Der aktuelle Einsatz führt mich zum ersten Mal auf einen anderen Kontinent, nach Nordamerika. Das bedeutet vier Tage und drei Nächte unterwegs zu sein und so merkwürdig das klingen mag, für Rinah ist das sehr schwer. Man unterschätzt gerne die Nachwirkungen einer solchen Erkrankung und eine Sache, die Rinah schwer zu schaffen macht, ist Verlustangst.
Dank der modernen Technik ist die Kommunikation heute wirklich einfach. Trotzdem ist die Angst da. Aber beide Mädels, Sarah und Rinah, lassen mir diesen Freiraum und halten die Angst aus, weil sie wissen, was es mir bedeutet. Es ist meine Möglichkeit, zu helfen – und ja, auch aufzuarbeiten. Natürlich genieße ich auch das Reisen, ein bisschen Zeit für Entdeckungstouren. Ich komme an Orte, an denen ich noch nie war und habe viele schöne Begegnungen mit den Menschen auf meiner Reise.
Natürlich ist die blaue Transportbox ein Aufhänger für Fragen. Was und wofür es ist und plötzlich ist man mitten im Gespräch, hört Geschichten und ist wieder um wertvolle Erfahrungen reicher. Die spannendsten Momente sind am Flughafen, beim Abholen im Collection Center und bei der Übergabe im Transplantationscenter.

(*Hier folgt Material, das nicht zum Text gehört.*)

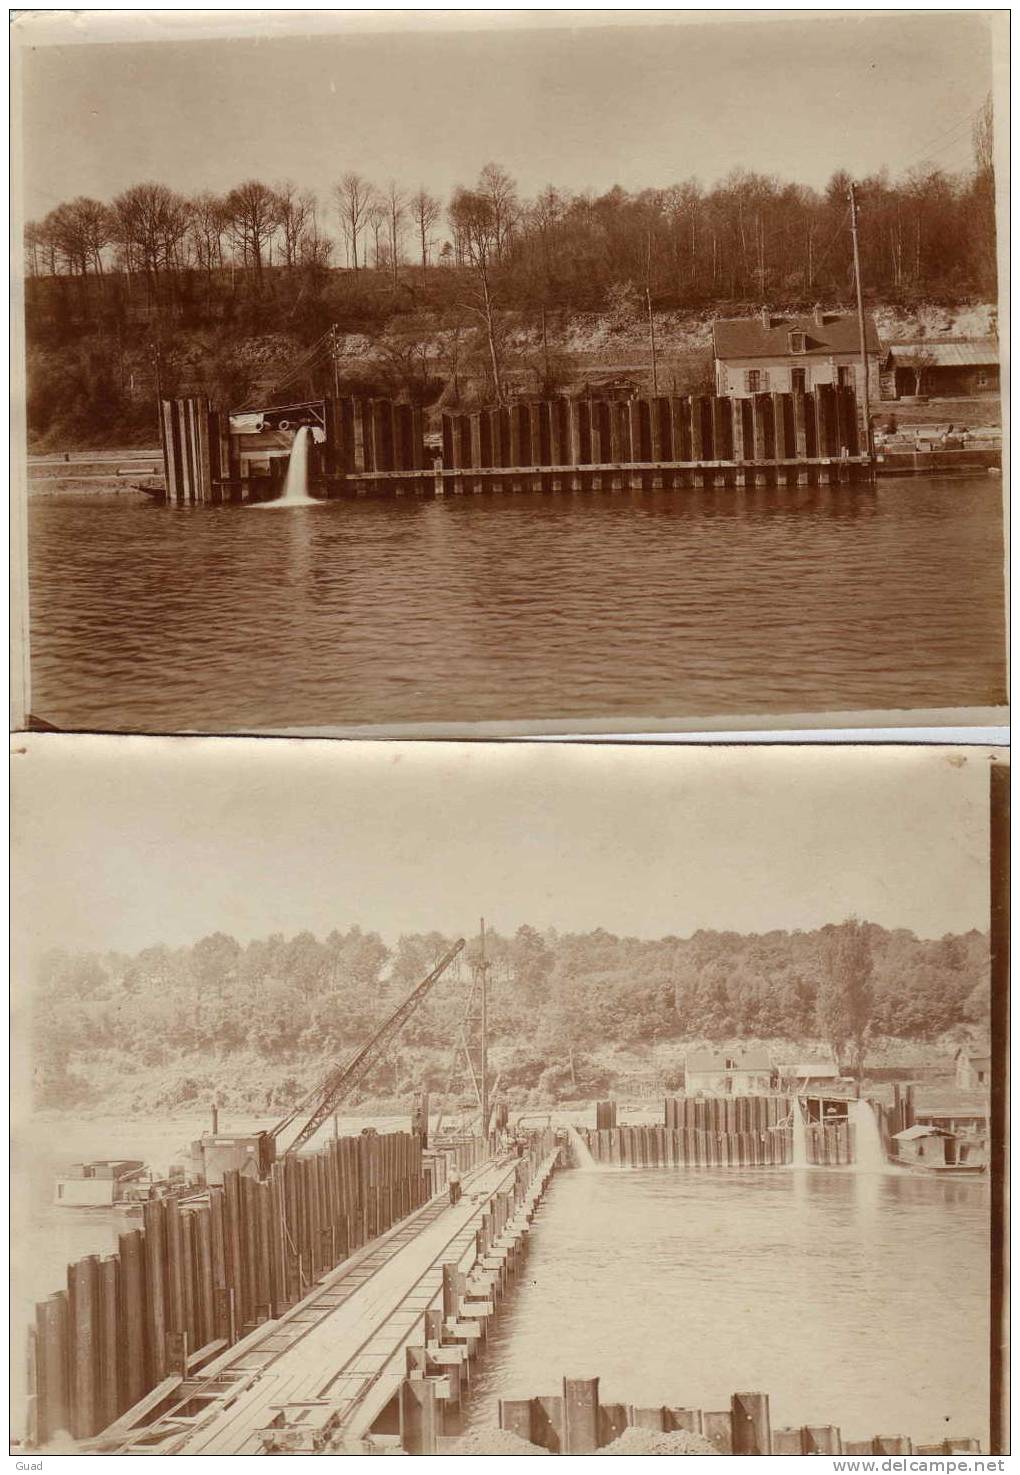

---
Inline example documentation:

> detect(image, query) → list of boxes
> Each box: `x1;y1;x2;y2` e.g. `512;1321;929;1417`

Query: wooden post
532;1394;565;1452
98;1256;120;1429
804;1425;842;1453
142;1200;168;1385
772;1427;804;1454
36;1292;69;1443
563;1377;600;1452
400;1376;441;1454
69;1256;100;1438
732;1391;771;1454
702;1409;733;1453
500;1398;534;1445
116;1230;146;1413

Wenn das Personal am Flughafen die blaue Box kennt, geht alles schnell, aber das ist nicht an jedem Flughafen der Fall. Es kann durchaus zu Diskussionen kommen, aber – toi, toi, toi, bis jetzt hat schlussendlich alles geklappt. Ähnliches gilt für die Kliniken. Schön ist es, wenn die Verantwortlichen sich Zeit nehmen und jedes Formular gemeinsam mit einem durchgehen. Aber oft sind sie ebenfalls im Stress und darum bin ich einfach froh, wenn die Papiere alle vollständig sind und stimmen.
Der beste Moment ist der Versand des Abschlusscodes an den Kurierdienst (auf der Reise muss man per SMS mit vorher definierten Codes regelmäßig seinen Status durchgeben). Ich habe mein Bestes gegeben und die Anspannung fällt ab. Das Gefühl, gerade jemandem eine zweite Chance auf Leben gegeben zu haben, ist einfach unglaublich.
Ich wünschte, ich hätte mehr Zeit für mehr Einsätze, aber das alles muss neben Familie und Beruf koordiniert werden. Achtung, Suchtgefahr!